KATHMANDU. Vegetable imports from India have continued to increase even as the far-western region has seen a rise in commercial vegetable farming. According to recent statistics, the region imports vegetables worth around Rs55 billion every year. Exports volume, however, is negligible.

According to Regional Plant Quarantine at Gadda Chauki, potato worth Rs370 million is imported on an annual basis. Green vegetable imports stand at around Rs180 million. Vegetables like cabbage, radish, cauliflower and green peas are imported at large scale.

Farmers across the region are involved in seasonal and off-seasonal vegetable farming. Several government and non-government agencies have launched schemes to motivate farmers to begin commercial farming. Belauri, Krishnapur, Jhalari, Mahendranagar and Mahakali are some of the major vegetable producing areas.

According to District Agriculture Development Office (DADO), vegetable is cultivated on 4,450 hectares of land in Kanchanpur, while the output stands at around 56,000 metric tonnes annually.

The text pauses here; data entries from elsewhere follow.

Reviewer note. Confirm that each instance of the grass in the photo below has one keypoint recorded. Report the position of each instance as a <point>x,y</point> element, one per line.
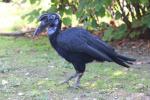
<point>31,69</point>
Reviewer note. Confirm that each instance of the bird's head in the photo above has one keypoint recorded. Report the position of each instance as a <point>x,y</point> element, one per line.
<point>47,20</point>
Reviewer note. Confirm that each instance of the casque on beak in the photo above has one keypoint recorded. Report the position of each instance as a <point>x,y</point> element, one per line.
<point>40,29</point>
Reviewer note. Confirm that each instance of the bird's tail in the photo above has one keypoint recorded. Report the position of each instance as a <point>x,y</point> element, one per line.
<point>124,61</point>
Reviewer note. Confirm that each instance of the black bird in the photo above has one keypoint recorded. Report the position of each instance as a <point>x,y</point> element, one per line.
<point>78,46</point>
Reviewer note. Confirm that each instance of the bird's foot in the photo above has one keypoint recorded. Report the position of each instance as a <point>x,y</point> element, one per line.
<point>64,82</point>
<point>76,86</point>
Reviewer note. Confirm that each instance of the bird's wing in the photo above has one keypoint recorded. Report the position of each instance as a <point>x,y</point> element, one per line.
<point>80,45</point>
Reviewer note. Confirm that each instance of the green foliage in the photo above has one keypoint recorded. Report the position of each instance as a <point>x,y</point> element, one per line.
<point>90,13</point>
<point>29,70</point>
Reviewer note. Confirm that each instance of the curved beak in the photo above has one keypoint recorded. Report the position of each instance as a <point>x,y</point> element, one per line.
<point>40,29</point>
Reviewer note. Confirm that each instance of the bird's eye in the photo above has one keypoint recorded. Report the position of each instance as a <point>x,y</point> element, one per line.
<point>52,17</point>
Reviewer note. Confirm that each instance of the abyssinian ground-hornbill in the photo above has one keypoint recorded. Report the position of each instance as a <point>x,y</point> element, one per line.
<point>78,46</point>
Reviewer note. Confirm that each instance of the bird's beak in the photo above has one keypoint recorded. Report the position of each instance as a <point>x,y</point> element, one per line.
<point>40,29</point>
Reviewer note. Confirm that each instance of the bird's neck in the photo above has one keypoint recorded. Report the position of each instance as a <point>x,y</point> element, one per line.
<point>53,33</point>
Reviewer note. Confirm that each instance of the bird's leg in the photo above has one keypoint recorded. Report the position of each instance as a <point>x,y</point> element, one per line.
<point>68,79</point>
<point>77,82</point>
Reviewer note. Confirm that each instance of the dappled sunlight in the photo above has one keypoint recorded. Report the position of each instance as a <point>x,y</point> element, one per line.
<point>119,73</point>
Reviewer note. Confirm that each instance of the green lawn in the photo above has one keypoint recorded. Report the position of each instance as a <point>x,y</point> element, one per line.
<point>31,70</point>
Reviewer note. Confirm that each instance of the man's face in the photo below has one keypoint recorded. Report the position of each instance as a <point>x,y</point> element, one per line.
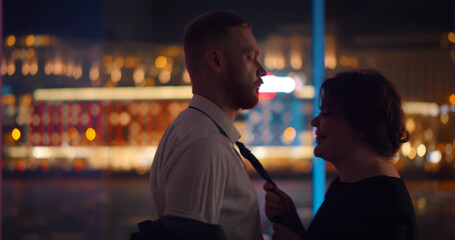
<point>241,78</point>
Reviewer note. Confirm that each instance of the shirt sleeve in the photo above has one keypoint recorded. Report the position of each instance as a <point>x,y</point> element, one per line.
<point>196,181</point>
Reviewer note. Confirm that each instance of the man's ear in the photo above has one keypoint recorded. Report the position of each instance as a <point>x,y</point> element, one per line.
<point>213,58</point>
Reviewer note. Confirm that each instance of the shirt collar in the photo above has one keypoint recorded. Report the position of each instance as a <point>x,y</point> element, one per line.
<point>217,115</point>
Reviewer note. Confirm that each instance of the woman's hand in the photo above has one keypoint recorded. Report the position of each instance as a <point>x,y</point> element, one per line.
<point>282,233</point>
<point>279,208</point>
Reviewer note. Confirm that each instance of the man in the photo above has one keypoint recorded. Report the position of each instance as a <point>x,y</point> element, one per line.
<point>196,173</point>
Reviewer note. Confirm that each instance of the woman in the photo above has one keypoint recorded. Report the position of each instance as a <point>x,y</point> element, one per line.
<point>359,130</point>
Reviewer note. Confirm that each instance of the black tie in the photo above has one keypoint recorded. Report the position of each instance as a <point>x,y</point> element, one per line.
<point>244,151</point>
<point>254,161</point>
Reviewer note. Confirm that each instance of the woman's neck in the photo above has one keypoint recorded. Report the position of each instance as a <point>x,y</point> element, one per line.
<point>364,164</point>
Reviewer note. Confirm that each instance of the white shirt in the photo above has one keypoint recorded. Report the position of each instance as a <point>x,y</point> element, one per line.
<point>197,174</point>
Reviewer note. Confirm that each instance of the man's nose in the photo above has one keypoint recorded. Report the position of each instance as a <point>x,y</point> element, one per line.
<point>261,70</point>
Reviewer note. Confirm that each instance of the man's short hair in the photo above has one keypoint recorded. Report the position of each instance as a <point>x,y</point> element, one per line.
<point>207,29</point>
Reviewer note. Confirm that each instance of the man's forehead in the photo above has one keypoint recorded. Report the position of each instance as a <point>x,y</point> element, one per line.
<point>243,35</point>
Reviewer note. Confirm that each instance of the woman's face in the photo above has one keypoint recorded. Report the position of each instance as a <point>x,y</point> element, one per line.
<point>335,137</point>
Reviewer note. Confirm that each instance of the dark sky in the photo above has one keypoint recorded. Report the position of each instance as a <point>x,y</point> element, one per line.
<point>163,20</point>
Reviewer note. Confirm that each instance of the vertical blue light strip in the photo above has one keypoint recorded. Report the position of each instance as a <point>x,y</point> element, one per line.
<point>318,53</point>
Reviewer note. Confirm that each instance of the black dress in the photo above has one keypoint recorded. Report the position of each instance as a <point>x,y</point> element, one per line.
<point>374,208</point>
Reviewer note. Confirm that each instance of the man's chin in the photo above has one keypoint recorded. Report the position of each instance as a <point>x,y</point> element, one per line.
<point>250,104</point>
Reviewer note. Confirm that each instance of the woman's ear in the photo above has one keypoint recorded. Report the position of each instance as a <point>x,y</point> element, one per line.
<point>213,58</point>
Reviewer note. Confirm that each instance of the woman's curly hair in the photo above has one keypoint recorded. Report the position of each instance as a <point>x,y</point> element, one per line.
<point>371,104</point>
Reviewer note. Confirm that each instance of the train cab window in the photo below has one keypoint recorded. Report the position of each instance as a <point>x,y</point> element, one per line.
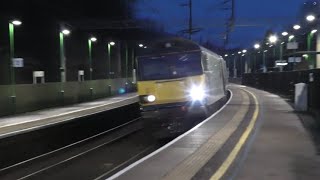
<point>169,66</point>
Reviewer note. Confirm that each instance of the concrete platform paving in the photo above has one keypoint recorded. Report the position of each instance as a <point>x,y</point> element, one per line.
<point>276,145</point>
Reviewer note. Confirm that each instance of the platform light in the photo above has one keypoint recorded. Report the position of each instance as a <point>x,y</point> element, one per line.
<point>281,63</point>
<point>296,27</point>
<point>310,18</point>
<point>273,39</point>
<point>291,37</point>
<point>16,22</point>
<point>151,98</point>
<point>93,39</point>
<point>66,31</point>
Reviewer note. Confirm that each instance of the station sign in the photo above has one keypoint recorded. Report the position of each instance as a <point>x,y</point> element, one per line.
<point>294,59</point>
<point>281,63</point>
<point>292,45</point>
<point>17,62</point>
<point>38,73</point>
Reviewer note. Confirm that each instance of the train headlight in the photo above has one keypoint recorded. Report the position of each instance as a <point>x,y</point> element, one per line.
<point>197,93</point>
<point>151,98</point>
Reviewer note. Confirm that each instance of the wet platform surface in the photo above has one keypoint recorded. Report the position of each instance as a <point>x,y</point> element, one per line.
<point>256,135</point>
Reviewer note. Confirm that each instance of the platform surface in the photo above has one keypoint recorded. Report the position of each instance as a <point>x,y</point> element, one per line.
<point>256,135</point>
<point>16,124</point>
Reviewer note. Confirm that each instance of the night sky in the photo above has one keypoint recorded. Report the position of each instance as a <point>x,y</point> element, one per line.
<point>253,18</point>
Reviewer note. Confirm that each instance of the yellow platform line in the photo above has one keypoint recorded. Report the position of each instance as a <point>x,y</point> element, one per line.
<point>244,137</point>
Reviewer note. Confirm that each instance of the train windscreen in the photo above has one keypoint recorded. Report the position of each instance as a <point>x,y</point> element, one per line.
<point>169,66</point>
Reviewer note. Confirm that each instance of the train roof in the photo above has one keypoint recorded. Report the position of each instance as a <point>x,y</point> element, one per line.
<point>169,45</point>
<point>172,45</point>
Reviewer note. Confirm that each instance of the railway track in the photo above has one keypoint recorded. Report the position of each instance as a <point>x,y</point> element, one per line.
<point>100,155</point>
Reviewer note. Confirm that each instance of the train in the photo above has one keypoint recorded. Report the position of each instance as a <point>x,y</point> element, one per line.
<point>177,81</point>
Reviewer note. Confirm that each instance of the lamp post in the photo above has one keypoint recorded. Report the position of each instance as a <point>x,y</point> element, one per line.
<point>112,43</point>
<point>12,24</point>
<point>90,40</point>
<point>257,47</point>
<point>63,70</point>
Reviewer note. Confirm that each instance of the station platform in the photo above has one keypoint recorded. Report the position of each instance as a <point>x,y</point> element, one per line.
<point>16,124</point>
<point>256,135</point>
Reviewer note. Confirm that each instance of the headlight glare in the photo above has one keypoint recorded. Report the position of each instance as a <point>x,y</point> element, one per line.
<point>151,98</point>
<point>197,93</point>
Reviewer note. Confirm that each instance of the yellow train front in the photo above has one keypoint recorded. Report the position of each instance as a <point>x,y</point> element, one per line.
<point>177,83</point>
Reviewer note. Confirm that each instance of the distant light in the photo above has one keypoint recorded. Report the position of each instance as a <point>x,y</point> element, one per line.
<point>16,22</point>
<point>281,63</point>
<point>310,18</point>
<point>296,27</point>
<point>66,31</point>
<point>273,39</point>
<point>93,39</point>
<point>314,31</point>
<point>151,98</point>
<point>291,37</point>
<point>122,90</point>
<point>168,45</point>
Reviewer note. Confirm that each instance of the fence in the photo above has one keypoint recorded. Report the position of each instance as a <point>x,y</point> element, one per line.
<point>283,83</point>
<point>30,97</point>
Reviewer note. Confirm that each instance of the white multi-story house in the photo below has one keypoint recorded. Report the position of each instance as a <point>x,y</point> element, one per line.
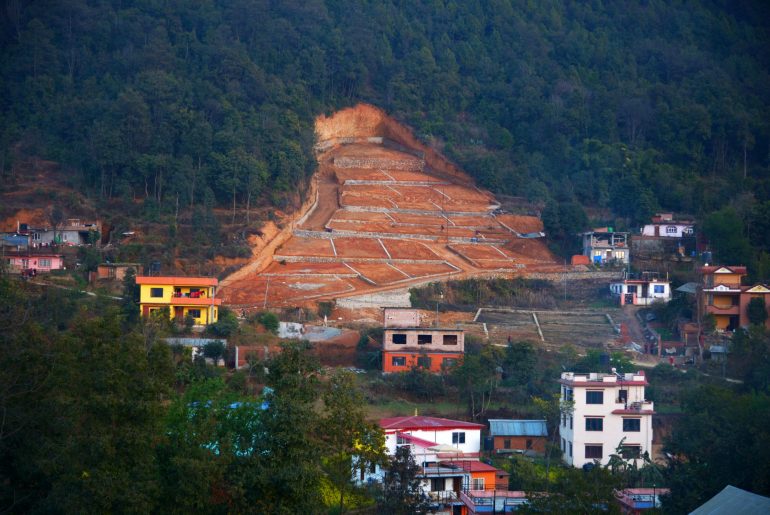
<point>447,452</point>
<point>664,226</point>
<point>607,409</point>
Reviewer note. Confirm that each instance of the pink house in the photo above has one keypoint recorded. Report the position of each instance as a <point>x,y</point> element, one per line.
<point>39,262</point>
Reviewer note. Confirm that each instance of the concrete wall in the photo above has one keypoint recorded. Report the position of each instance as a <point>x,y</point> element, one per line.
<point>439,339</point>
<point>520,443</point>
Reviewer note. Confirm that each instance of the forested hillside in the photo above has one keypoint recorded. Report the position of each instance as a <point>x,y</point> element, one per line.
<point>626,105</point>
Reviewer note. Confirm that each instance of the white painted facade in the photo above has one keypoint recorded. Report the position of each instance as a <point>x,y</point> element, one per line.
<point>606,409</point>
<point>641,293</point>
<point>669,229</point>
<point>428,446</point>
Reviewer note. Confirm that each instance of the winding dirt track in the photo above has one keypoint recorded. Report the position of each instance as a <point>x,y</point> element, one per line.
<point>367,195</point>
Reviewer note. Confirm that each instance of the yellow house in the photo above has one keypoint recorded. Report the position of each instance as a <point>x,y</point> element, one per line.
<point>183,296</point>
<point>722,294</point>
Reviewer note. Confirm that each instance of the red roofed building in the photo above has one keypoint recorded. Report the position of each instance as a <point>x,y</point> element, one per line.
<point>448,453</point>
<point>724,297</point>
<point>183,296</point>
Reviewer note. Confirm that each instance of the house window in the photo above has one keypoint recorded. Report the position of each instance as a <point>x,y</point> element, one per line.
<point>594,452</point>
<point>594,424</point>
<point>594,397</point>
<point>423,362</point>
<point>632,425</point>
<point>630,452</point>
<point>399,338</point>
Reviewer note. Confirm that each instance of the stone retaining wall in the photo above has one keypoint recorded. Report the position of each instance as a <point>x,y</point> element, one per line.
<point>377,163</point>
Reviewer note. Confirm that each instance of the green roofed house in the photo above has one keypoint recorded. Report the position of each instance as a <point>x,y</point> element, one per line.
<point>524,436</point>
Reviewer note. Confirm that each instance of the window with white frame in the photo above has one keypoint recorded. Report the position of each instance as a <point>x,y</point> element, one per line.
<point>593,451</point>
<point>594,397</point>
<point>632,425</point>
<point>594,424</point>
<point>398,361</point>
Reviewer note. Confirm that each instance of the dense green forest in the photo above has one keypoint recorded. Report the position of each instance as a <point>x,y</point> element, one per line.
<point>632,106</point>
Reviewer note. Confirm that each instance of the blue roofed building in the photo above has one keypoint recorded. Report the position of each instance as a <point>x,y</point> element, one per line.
<point>522,436</point>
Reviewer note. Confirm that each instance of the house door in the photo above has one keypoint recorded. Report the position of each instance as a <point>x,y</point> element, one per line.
<point>457,485</point>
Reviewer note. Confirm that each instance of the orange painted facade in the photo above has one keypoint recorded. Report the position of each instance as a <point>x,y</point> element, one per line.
<point>432,349</point>
<point>395,361</point>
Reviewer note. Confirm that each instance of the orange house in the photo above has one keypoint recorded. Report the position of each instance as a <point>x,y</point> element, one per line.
<point>433,349</point>
<point>726,299</point>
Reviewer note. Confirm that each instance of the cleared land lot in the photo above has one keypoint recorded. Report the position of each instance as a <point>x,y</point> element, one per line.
<point>384,220</point>
<point>589,329</point>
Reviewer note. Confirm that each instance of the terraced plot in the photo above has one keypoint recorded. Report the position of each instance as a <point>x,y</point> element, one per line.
<point>384,219</point>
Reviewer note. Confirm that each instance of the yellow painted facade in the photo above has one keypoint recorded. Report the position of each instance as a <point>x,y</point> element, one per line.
<point>182,296</point>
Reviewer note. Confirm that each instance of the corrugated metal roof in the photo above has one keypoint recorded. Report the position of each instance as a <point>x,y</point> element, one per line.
<point>502,427</point>
<point>734,501</point>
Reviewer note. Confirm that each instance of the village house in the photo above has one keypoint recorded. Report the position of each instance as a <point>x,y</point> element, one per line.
<point>407,345</point>
<point>447,452</point>
<point>663,225</point>
<point>605,246</point>
<point>607,409</point>
<point>18,262</point>
<point>72,232</point>
<point>115,271</point>
<point>727,299</point>
<point>183,296</point>
<point>508,436</point>
<point>634,501</point>
<point>641,291</point>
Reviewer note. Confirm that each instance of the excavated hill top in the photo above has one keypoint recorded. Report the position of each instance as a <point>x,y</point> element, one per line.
<point>388,213</point>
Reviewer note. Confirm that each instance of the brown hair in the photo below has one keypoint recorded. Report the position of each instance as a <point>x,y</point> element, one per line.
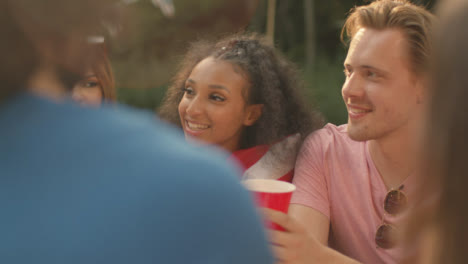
<point>101,67</point>
<point>414,21</point>
<point>57,26</point>
<point>444,167</point>
<point>275,83</point>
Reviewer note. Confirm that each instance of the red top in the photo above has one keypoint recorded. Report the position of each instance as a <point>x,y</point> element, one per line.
<point>269,162</point>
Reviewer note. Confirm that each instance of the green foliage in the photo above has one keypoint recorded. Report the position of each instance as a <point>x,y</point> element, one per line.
<point>146,57</point>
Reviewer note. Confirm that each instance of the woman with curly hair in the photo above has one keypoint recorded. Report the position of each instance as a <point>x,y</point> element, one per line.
<point>242,95</point>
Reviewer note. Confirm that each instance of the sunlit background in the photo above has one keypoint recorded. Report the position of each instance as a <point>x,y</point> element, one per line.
<point>146,51</point>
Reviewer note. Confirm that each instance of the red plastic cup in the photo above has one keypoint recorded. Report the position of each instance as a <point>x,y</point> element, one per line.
<point>271,194</point>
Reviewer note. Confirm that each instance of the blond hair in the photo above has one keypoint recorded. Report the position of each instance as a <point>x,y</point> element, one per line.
<point>415,22</point>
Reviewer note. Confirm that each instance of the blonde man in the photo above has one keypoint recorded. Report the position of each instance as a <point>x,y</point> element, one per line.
<point>355,180</point>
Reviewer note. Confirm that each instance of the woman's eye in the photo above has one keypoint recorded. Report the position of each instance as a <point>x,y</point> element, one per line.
<point>188,90</point>
<point>371,74</point>
<point>217,98</point>
<point>347,72</point>
<point>90,84</point>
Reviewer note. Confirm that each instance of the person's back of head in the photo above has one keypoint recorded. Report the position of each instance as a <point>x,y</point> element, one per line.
<point>415,22</point>
<point>440,223</point>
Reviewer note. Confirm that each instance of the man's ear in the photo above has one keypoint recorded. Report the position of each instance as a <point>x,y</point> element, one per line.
<point>253,113</point>
<point>422,86</point>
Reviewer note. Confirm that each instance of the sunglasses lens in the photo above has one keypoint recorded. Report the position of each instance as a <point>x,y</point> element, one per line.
<point>385,237</point>
<point>395,202</point>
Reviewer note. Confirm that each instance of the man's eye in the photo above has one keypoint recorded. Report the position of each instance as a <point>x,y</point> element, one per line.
<point>188,90</point>
<point>347,72</point>
<point>217,98</point>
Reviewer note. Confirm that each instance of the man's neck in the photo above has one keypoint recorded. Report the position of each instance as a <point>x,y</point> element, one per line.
<point>394,157</point>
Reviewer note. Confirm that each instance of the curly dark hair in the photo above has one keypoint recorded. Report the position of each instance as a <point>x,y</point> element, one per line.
<point>274,80</point>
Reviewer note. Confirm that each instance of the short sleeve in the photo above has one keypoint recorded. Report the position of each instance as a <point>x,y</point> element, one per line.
<point>310,173</point>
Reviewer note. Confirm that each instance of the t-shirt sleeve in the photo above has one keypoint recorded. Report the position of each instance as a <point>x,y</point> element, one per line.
<point>310,174</point>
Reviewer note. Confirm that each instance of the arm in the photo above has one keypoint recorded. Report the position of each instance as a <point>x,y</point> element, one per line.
<point>308,222</point>
<point>304,239</point>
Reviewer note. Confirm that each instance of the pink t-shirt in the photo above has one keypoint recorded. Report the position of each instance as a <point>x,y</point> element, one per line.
<point>337,177</point>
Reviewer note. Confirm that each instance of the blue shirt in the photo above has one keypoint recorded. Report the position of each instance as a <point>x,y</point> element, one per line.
<point>113,185</point>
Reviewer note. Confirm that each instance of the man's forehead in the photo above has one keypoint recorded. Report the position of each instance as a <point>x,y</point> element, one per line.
<point>377,47</point>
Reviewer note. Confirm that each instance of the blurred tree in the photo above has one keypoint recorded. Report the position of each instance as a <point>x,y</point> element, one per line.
<point>150,47</point>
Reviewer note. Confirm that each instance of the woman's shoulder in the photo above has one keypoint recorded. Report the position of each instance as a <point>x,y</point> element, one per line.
<point>269,162</point>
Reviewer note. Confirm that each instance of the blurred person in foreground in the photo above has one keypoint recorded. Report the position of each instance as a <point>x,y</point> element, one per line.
<point>241,94</point>
<point>102,185</point>
<point>438,226</point>
<point>354,181</point>
<point>97,84</point>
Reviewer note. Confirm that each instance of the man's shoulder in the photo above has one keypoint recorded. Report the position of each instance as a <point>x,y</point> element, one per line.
<point>331,138</point>
<point>120,138</point>
<point>330,133</point>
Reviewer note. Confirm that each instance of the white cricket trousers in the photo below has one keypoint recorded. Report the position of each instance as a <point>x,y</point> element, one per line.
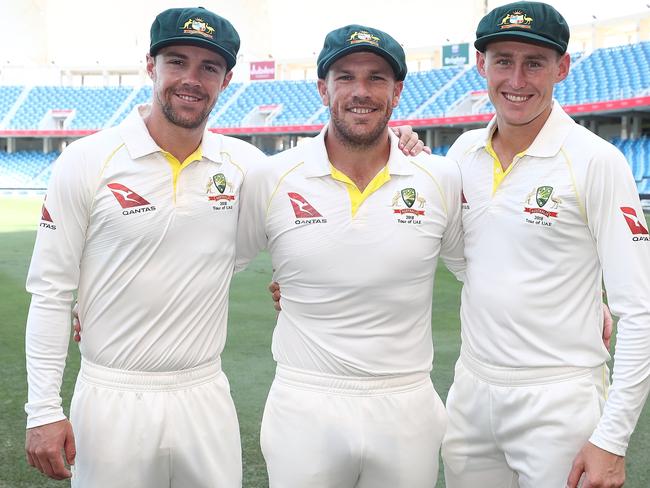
<point>138,429</point>
<point>323,431</point>
<point>518,427</point>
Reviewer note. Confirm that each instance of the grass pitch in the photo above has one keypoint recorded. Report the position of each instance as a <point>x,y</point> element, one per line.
<point>247,359</point>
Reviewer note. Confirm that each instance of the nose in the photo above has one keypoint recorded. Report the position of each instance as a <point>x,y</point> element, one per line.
<point>361,89</point>
<point>191,76</point>
<point>518,78</point>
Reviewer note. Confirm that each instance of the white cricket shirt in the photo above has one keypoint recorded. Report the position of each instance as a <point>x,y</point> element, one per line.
<point>564,217</point>
<point>356,288</point>
<point>150,246</point>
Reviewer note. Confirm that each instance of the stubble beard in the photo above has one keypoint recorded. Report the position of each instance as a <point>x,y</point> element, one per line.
<point>353,140</point>
<point>185,122</point>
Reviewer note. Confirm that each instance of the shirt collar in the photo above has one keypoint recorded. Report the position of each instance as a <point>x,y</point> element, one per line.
<point>548,142</point>
<point>317,161</point>
<point>139,142</point>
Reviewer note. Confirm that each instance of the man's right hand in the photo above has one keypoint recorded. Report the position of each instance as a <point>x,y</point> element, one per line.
<point>43,445</point>
<point>274,288</point>
<point>76,325</point>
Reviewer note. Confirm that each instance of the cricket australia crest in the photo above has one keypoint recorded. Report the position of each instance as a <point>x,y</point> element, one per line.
<point>548,202</point>
<point>403,202</point>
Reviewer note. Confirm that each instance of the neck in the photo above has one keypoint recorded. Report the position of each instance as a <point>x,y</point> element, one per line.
<point>359,163</point>
<point>517,138</point>
<point>178,141</point>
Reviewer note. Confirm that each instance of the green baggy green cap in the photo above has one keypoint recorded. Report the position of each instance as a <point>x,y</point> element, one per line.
<point>353,38</point>
<point>195,27</point>
<point>532,22</point>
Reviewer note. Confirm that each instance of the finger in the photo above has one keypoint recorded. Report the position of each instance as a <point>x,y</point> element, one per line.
<point>574,476</point>
<point>30,459</point>
<point>57,469</point>
<point>417,148</point>
<point>408,143</point>
<point>37,464</point>
<point>70,448</point>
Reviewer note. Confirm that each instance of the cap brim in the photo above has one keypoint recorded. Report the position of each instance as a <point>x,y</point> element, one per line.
<point>198,42</point>
<point>520,36</point>
<point>325,65</point>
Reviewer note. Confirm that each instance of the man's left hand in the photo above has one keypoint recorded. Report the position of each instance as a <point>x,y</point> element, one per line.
<point>601,468</point>
<point>409,142</point>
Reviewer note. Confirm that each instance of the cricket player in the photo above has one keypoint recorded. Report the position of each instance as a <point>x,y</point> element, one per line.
<point>550,211</point>
<point>352,403</point>
<point>141,220</point>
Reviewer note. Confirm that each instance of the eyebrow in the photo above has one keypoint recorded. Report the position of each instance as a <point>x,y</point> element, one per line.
<point>176,54</point>
<point>510,54</point>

However, the production barely meets the local demand, and around 25,000 metric tonnes of vegetables are imported from India annually. “More than 50 percent of the imports is consumed in Kanchanpur district,” said Yagya Raj Joshi, senior agricultural development officer at the DADO. “Reaming is consumed in Banke, Kailai and other hilly districts of the Far West.”

In a bid to decrease reliance in imports, the government has launched a 10-year scheme to boost domestic production. Starting this fiscal year, the Prime Minister Agriculture Modernisation Project has envisioned adopting modern farm techniques to boost productivity, and making the country self-reliant in food. The project has prioritised the production of paddy and fish in Kanchanpur.

The government has aimed at achieving self-sufficiency in wheat and vegetables by this fiscal year, and in paddy and potato in two years. It has targeted making the country self-sufficient in maize and fish by the next three years, and in fruits like bananas, papaya and litchi by four years. By its end, the project envisages becoming self-sufficient in fruits like kiwi, apple and orange.